As political, social and financial capital flows towards an AI race, it seems obvious to ask where we are running to, and might alternative destinations be more appropriate? Confronting issues of directionality in AI safety research, we compare innovation trajectories with what societies need.

Paper long abstract

As political, social and financial capital flows towards an AI race, it seems obvious to ask where we are running to, and might alternative destinations be more appropriate for public investment? A robust social contract for science needs attention to the purposes of innovation as well its processes (Sarewitz 2016). These questions of directionality are now familiar to STS scholars (Stirling 2024). But what Mulgan (2025) has called the ‘more-ism’ of innovation policy has narrowed approaches to evaluating science and technology from the standpoint of many other disciplines.

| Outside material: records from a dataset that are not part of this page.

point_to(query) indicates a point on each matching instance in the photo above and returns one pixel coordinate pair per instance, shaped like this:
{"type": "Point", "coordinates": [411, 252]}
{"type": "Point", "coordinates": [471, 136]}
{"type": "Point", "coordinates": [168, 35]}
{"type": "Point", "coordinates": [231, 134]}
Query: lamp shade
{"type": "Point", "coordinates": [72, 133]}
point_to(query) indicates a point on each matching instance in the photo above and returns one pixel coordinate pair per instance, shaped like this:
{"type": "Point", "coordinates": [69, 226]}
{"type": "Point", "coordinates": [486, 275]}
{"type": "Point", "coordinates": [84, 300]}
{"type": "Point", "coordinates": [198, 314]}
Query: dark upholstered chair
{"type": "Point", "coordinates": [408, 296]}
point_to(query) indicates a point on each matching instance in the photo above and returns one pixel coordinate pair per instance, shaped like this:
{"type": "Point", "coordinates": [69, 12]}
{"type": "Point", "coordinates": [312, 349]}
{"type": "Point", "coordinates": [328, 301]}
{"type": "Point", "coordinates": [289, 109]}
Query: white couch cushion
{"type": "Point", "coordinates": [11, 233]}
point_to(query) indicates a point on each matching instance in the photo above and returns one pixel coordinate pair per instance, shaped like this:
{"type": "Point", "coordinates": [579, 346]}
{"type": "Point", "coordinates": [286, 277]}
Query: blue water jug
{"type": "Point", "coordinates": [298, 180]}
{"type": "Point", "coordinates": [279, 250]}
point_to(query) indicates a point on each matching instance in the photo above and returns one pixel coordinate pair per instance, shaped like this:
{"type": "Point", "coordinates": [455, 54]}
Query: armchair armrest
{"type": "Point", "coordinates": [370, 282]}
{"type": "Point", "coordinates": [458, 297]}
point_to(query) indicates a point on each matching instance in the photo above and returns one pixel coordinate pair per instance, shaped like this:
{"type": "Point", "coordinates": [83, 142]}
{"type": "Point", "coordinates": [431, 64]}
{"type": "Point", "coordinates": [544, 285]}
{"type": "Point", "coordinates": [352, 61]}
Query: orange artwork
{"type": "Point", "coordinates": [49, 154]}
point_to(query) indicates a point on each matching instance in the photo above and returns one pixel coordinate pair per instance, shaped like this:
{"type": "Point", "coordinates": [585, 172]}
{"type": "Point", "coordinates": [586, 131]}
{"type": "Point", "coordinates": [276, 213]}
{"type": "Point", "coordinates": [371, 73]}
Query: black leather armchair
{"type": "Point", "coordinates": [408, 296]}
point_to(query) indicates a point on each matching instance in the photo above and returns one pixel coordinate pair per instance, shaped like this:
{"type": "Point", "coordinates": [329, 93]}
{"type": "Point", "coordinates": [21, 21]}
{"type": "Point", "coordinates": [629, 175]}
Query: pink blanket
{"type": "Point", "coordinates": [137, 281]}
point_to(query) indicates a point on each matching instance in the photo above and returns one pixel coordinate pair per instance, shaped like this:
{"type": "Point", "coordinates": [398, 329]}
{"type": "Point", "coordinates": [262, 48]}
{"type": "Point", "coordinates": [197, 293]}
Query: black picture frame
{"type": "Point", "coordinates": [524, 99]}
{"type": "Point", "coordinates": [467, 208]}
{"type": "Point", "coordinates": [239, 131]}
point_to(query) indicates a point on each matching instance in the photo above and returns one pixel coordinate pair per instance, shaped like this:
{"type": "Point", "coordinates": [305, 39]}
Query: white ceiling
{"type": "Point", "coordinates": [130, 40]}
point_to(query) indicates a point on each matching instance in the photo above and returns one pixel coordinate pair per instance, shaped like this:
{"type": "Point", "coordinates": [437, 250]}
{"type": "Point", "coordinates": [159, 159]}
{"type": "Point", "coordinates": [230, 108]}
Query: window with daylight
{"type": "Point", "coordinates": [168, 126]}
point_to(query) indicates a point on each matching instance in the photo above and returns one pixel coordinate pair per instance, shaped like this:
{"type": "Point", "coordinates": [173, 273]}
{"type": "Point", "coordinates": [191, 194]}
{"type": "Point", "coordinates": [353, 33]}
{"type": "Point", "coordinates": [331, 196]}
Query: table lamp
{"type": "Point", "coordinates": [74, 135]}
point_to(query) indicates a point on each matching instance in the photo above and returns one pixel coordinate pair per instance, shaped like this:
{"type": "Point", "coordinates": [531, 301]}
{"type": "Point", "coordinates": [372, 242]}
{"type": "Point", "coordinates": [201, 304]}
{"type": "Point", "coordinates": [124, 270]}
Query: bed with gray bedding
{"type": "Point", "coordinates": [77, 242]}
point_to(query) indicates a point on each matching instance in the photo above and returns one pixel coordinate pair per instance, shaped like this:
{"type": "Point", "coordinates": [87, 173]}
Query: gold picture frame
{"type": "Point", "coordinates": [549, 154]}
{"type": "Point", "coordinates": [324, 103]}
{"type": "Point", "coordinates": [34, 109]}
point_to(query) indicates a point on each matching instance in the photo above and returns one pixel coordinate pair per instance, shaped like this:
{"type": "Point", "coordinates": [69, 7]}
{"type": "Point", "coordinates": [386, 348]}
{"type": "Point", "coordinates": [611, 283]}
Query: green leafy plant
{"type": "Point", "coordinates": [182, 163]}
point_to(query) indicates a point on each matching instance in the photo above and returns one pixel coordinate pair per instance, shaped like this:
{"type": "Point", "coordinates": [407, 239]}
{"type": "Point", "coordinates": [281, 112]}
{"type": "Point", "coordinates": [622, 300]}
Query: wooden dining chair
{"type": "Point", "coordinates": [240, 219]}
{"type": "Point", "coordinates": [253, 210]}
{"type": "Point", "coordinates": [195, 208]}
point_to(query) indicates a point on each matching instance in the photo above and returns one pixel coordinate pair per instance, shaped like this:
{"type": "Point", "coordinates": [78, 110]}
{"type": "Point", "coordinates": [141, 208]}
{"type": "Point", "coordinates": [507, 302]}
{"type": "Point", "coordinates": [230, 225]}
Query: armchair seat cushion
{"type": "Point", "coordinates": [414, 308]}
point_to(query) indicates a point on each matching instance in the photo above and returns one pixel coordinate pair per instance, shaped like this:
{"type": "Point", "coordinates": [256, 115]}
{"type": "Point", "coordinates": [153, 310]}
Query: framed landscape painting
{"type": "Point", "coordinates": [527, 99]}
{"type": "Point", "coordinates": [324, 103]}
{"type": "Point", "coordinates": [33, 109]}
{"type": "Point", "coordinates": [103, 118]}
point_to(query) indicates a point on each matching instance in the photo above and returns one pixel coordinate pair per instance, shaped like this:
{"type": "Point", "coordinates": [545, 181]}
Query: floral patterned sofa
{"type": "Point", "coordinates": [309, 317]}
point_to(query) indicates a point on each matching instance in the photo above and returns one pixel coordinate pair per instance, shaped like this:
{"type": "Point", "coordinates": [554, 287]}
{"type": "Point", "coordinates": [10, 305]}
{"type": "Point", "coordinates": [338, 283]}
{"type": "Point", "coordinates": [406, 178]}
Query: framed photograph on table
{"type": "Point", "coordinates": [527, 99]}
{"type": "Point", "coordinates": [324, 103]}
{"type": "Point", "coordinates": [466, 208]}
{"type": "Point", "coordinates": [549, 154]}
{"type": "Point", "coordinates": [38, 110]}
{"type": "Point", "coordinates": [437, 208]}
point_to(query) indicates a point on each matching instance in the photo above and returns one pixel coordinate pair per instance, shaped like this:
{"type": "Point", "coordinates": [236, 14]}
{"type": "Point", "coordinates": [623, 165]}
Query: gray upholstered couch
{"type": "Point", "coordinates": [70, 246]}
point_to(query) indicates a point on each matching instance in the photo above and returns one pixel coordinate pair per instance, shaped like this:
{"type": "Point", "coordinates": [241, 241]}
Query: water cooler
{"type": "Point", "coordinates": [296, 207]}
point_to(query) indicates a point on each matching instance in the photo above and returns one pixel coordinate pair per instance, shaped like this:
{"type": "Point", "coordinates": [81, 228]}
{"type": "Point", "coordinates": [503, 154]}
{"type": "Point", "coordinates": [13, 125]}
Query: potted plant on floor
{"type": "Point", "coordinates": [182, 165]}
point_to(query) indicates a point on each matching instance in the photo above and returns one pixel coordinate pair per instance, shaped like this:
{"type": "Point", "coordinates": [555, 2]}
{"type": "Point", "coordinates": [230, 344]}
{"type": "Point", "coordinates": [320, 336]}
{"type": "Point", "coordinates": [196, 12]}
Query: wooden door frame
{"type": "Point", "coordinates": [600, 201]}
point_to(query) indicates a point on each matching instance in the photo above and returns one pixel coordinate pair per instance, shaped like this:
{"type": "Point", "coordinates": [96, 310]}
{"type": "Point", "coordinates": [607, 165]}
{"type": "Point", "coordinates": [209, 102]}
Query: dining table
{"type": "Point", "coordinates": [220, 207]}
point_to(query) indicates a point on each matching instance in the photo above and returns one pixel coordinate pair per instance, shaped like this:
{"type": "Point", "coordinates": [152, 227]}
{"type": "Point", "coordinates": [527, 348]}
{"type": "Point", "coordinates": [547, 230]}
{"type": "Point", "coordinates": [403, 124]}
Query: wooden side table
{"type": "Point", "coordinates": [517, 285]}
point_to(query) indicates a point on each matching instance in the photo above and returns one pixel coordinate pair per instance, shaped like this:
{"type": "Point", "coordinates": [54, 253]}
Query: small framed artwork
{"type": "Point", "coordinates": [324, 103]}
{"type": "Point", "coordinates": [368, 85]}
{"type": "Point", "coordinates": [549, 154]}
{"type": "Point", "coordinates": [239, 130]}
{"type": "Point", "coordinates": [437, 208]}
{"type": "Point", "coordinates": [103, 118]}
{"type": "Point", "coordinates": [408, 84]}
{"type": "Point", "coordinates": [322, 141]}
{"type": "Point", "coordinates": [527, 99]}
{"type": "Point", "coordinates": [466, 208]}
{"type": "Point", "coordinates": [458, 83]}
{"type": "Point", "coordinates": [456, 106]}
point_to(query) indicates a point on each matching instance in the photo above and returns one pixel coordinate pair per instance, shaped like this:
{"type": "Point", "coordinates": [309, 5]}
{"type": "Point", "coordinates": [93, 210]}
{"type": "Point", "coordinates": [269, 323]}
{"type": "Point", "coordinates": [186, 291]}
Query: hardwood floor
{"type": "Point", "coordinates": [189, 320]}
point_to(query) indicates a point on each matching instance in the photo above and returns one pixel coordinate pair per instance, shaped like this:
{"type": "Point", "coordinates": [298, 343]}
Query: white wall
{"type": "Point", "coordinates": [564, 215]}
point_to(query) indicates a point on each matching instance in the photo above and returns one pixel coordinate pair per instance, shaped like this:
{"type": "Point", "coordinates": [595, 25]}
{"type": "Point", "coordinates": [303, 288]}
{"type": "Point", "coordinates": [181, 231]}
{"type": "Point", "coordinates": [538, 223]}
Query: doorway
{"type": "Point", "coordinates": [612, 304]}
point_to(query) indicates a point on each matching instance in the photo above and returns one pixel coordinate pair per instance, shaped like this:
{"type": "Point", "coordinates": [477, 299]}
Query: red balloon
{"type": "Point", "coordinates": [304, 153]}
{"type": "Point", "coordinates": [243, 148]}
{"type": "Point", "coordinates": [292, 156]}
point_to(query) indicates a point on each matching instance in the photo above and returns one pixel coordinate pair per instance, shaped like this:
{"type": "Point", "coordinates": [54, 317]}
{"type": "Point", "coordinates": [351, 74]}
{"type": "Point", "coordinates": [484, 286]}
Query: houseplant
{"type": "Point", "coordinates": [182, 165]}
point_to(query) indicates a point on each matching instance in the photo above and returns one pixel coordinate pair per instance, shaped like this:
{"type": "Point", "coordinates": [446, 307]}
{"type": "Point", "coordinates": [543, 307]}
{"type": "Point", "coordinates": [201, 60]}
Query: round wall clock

We take this concern with AI upstream, to look at the role that AI safety research (Lazar and Nelson 2023; Ahmed et al. 2024; Gyevnár and Kasirzadeh 2025) might play in shaping trajectories of AI innovation. We probe a gap in contemporary metascience agendas around mapping directionality. We discuss directionality in terms of public values and the extent to which processes and outputs of science, technology and innovation meet diverse societal needs. Bridging bibliometric and qualitative data, we ask what are the imagined public values expressed in AI safety research and how are societal needs framed in this research?